Bmi: the mid-haul airline

27 Feb 2009 by Mark Caswell

Bmi is cementing its future as a mid-haul carrier with new services to the Middle East and Moscow this spring

Bmi sees its core business as a mid-haul airline and is expanding on profitable routes to the Middle East, according to Katherine Gershon, sales and marketing director at the carrier.

“It’s 18 months since we acquired British Mediterranean Airways and we are becoming predominantly a mid-haul airline,” she said. “We are going twice daily to Tel Aviv from the end of March, and we are daily to Moscow, Cairo, Beirut, Damascus, Riyadh and then on to Jeddah.”

Gershon said Bmi still had a strong domestic network but that it now played two roles. “There is the point-to-point traffic to and from Heathrow, but there are also passengers flying into our hub and on to our mid-haul network,” she explained.

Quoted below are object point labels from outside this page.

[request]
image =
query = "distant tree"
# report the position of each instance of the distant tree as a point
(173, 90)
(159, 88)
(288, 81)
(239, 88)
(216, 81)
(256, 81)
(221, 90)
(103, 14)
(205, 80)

Gershon said that about 20 per cent of passengers were transferring from one Bmi flight to another at Heathrow, with the proportion of passengers from Star Alliance carriers being higher.

The airline has made several important cuts to its services this year, following on from closing its flights from Manchester to destinations such as Chicago and Las Vegas (see online news February 19).

The Heathrow slots that have been freed up by the cuts are now being used to increase frequencies, though not necessarily at times that are convenient for UK passengers.

“Some 40 per cent of traffic on a route such as London Heathrow to Beirut is originating in the US, either on United Airlines, our Star Alliance partner, Air New Zealand from Los Angeles, or airlines such as Virgin Atlantic, so we look at convenient connecting times for them as well as the UK,” Gershon said.

Bmi’s long-haul aircraft, the A330, which is configured in three classes with 30 premium economy seats and 18 fully-flat business class seats, will be used on routes such as Tel Aviv.

“We are going head-to-head on the Tel Aviv route with British Airways and El Al,” Gershon said. “BA has a four-class configuration on the route so I don’t think the flat bed will be wasted on only a four-and-a-half-hour sector. If there are people prepared to pay for Club World then they will certainly be tempted by our flat-bed product, which is priced considerably lower than the Club World flat bed.

“It may be a short sector but it means you value every minute you can sleep. Our premium economy seats, which are the old business class seats, have 50 inches of leg room compared with BA’s World Traveller Plus, which is 38 inches.”

Bmi is also improving its lounge offering at Heathrow Terminal 1. At the moment it has three lounges – one for domestic flights, one for international, and the Star Alliance lounge, although you have to be a gold card Star Alliance member to access this.

“The whole lounge plan got thrown out with the T5 debacle,” Gershon says. “We should have moved into our new international lounge in November last year, but instead building work didn’t start until last month.

“It will now open on 1 June this year and we’ve designed it so there can be dining before night flights. The old international lounge was focused on Europe and didn’t have a kitchen. The new one will have showers and areas where you can work, rest and eat. We don’t have the budget to create something like the Virgin Atlantic Clubhouse, but I think people will be impressed.”

In addition to the new chauffeur drive being rolled out on routes from Heathrow to Moscow and Saudi Arabia (see, this service is now being offered for fully-flexible business class ticket holders on routes such as Cairo. At Terminal 1 there will be six branded parking bays for the E-class Mercedes to pull into by the end of March.

Tom Otley

NB: Bmi will operate its twice-daily service from London Heathrow to Tel Aviv on an A321 aircraft from 30 March, with a two-cabin configuration of 31 business class seats and 118 economy seats. From 3 May it will use its A330 aircraft, which has 18 business class fully-flat beds, 30 premium economy seats and 170 economy seats.

Flight schedule (local times):

BD761  depart Heathrow 1115, arrive Tel Aviv 1805 (Mon-Sun)
BD762  depart Tel Aviv 0630, arrive Heathrow 1000 (Mon-Sun)
BD763  depart Heathrow 2155, arrive Tel Aviv 0445 (Mon-Sun)
BD764 depart Tel Aviv 1920, arrive Heathrow 2250 (Mon-Sun)

A321 fares start from £306 return for economy, including taxes, and £781 return for business class; A330 fares start from £306 return for economy, £699 return for premium economy and £799 return for business class.

Free chauffeur drive will be available at both ends of the route on bookings made from March on selected business class fares only.